House of the week: Tata Beach bach
For Nelson architect David Jerram, his Golden Bay beach house combines the design he has most loved and appreciated after 30 years of practice. And it has thrown up unexpected results, even for him.
Areas around the house positioned for protection from the wind have proved better than he envisaged, maximising views, location and that fabulous Golden Bay sun.
Using polished concrete floors, concrete block work on the ground level, plywood and an unexpected and unusual roof line, Jerram reckons he has conjured up a beach house feel, with a contemporary look and ease of use and care.
His peers agree. The house won a local New Zealand Institute of Architects award and was praised for the way it combines passive solar principles and boyhood fantasies to create a unique holiday house.
"From the lagoon it appears as a sleek black creature poised on the side of Tata Hill, while from the beach a large sloping window reflects the bush below, giving a sense of transparency. Dark stained interior plywood and polished black concrete floors are countered with large areas of glass, maximising views and the possibilities for solar gain. A bold response to a prominent site."
The house is self-contained downstairs with a rumpus room, kitchenette, bunkroom, bedroom, bathroom and decking. Upstairs, bedrooms, bathrooms and expansive living and dining open on to decking overlooking Tata Beach.
The roof line was designed to follow the hillside and the tilt enables the last of the evening sun to be enjoyed along with unobstructed sea views.
A bold step was to paint the interior plywood black, covering over beautiful natural wood grain.
"When we had brushed in hand with black paint on we did look at each other and wonder what we were doing," says Jerram. "But I felt there was so much light, and in fact there is in that part of the world, that we needed something that shielded us a bit from the late sun. And the black frames the view, it's a bit like having shades on or a hat."

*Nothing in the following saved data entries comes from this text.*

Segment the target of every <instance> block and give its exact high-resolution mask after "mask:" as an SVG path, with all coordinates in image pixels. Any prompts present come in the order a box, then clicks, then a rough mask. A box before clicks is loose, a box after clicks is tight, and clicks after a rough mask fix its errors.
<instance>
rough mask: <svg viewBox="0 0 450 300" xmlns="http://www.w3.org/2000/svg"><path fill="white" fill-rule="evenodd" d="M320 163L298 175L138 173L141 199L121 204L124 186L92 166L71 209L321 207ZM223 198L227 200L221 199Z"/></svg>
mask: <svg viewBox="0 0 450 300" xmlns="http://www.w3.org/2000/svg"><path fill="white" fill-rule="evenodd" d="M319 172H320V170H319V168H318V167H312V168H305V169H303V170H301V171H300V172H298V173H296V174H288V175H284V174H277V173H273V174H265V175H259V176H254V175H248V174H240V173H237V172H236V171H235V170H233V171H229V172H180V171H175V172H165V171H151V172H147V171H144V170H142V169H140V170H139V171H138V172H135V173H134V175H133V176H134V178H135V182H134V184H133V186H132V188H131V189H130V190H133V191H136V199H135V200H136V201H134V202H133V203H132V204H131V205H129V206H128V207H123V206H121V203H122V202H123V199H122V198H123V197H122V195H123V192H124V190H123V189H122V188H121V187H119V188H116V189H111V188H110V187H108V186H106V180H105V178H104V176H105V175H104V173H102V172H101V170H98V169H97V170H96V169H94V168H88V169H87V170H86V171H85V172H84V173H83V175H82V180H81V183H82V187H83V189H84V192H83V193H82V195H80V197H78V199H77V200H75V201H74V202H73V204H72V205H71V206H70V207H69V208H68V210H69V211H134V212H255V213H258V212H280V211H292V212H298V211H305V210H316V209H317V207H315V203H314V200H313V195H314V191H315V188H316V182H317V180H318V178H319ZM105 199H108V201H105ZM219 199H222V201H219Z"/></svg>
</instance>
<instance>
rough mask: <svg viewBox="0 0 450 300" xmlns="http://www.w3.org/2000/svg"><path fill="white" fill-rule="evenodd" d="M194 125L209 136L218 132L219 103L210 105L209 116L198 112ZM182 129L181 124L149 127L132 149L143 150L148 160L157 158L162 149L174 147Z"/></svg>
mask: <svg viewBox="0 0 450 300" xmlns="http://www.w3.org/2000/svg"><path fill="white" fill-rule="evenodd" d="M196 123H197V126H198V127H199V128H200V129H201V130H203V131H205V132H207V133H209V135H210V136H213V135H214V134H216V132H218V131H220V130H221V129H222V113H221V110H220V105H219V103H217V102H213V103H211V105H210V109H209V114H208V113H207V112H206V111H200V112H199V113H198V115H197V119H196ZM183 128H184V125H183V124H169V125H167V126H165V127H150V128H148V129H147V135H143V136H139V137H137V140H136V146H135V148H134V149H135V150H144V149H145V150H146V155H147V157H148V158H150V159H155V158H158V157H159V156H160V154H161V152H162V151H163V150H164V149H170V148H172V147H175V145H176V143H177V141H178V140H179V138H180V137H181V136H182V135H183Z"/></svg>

The feature red inside picks out the colour of the flowers of the surrounding pohutakawa and gum trees.
Jerram says he thought carefully about placement of lighting to retain the timber ceilings and their line. He's mixed halogen, fluorescent and LED with unexpected results.
"With black walls and no street lighting, when we around the dining table with the light above someone can walk across the room and you barely know they are there. and when various parts of the room are lit up the rest of the room disappears."
The black theme is continued on the outside with the hope the build would recede into its environment when looking at it from the sea.
A large front window has been tilted to ensure it is non-reflective from the sea, an angle that is continued through the building. The rest of the house is double-glazed and a lap pool on the upper level provides all year round swimming through solar heating.
SIZE: 260 sqm + 100sqm decking
MATERIALS: Concrete, plywood,
ENERGY EFFICIENCY: "Very little heating is required as the solar gain is stored in the concrete floors and walls. This works very well in the winter as long as there is sun. The heatpump copes with any cold grey days," says Jerram.
DONE RIGHT: Works fantastically for the sun and views.
DONE WRONG: Heatpump is a bit noisy.
UNEXPECTED BONUS: The effects of the black rooms at night.
RECOMMEND: Considering use of dark stained interiors in the right environment.